While part of this, mainly Philippians 4:13, is one of the most misquoted verses out there (I’ll have to do a series in the future on mis-represented bible verses), I LOVE this translation found in the Message. This verse was never meant to be a rally pump up cry that “you can swish that 3-pointer game-winning shot because God gives you the strength to do so”. This is a call to perspective. This is Paul reminding us why he can make it through the tough times he is facing while in prison with such a good attitude: Jesus is with him in all of it. The focus on Jesus always gives perspective to what we are journeying through. The focus on His Kingdom always gives perspective to the world we are currently in. The focus on God always gives us perspective as to who we are and how He sees us. I definitely don’t think it’s a coincidence that Jesus’ last words on earth were “I am with you always, to the very end of the age”. This is the ultimate perspective.

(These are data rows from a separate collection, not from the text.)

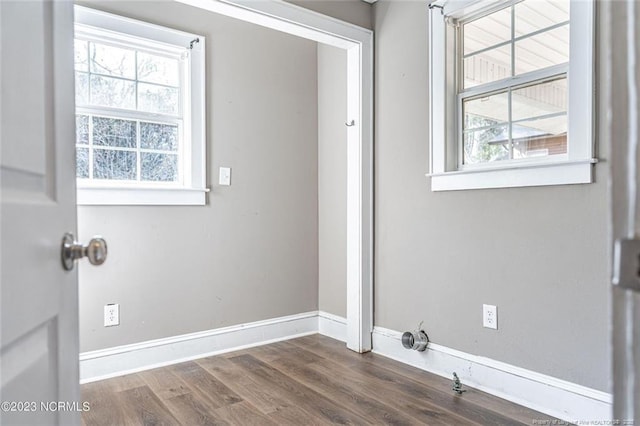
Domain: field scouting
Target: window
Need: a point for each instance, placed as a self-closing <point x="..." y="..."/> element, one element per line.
<point x="140" y="134"/>
<point x="511" y="93"/>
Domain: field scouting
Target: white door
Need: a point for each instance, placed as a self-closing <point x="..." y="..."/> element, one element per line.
<point x="623" y="46"/>
<point x="39" y="303"/>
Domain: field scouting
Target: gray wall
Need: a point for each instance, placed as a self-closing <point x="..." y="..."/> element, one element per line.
<point x="356" y="12"/>
<point x="332" y="180"/>
<point x="252" y="252"/>
<point x="539" y="254"/>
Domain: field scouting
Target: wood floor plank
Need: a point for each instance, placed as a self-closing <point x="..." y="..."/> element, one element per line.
<point x="205" y="385"/>
<point x="367" y="407"/>
<point x="243" y="413"/>
<point x="164" y="383"/>
<point x="451" y="402"/>
<point x="294" y="416"/>
<point x="235" y="377"/>
<point x="143" y="407"/>
<point x="303" y="397"/>
<point x="312" y="380"/>
<point x="192" y="410"/>
<point x="417" y="408"/>
<point x="517" y="412"/>
<point x="105" y="408"/>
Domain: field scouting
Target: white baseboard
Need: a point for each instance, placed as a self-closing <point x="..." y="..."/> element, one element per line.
<point x="332" y="326"/>
<point x="559" y="398"/>
<point x="549" y="395"/>
<point x="112" y="362"/>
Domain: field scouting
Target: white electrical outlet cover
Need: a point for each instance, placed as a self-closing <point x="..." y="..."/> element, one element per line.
<point x="111" y="315"/>
<point x="225" y="176"/>
<point x="490" y="316"/>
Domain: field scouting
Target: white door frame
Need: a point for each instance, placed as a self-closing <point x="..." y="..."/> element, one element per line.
<point x="358" y="42"/>
<point x="623" y="130"/>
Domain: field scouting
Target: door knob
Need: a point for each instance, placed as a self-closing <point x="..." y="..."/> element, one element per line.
<point x="95" y="251"/>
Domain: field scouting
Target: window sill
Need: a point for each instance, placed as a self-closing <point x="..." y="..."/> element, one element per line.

We still don’t know what the future will hold for our little Hannah. There are a million questions still to be answered: will she walk or be in a wheel-chair? Was there any developmental damage done that will affect her throughout her life? Will the brain shunt we had to have ever fail? How will people respond to her and her disability? How do we answer her when she asks why she is different? PLUS all the other questions all parents have. It is often overwhelming. Sometimes it keeps me up at night. When I scroll through my feed and see friends playing with their perfectly healthy children, or watch close family friends’ kids take their first steps, my heart aches as I want that for my daughter. I would give anything for her to not have this barrier in her life. However, perspective puts our journey in context: I have walked with friends who have lost children. I have heard so many stories of SB kids who are far worse off than our Hannah. I read the stories of families in the US where they do not have universal healthcare and parents are having to decide between getting their kid medical treatment or keeping the house. I have cried thinking of all the parents who have made the tough decision to abort the pregnancy.
These relative perspectives are harmful or helpful depending on the day and what story I choose to give space in my brain. God’s perspective is always helpful. Do Amy and I absolutely love our little Hannah more than we could have imagined, yes. Does God love her even more than that, very much so. The perspective we choose to hold, be it with her walking on her own or granted mobility in a wheelchair, is the truth that she is a beautiful creation that is loved beyond measure, cared for beyond earned right, and she is part of a bigger story we can’t wait to see play out. I promise you that whatever journey you are on, you will never regret holding to the perspective that Jesus is always with you through it all, to the very end of the age.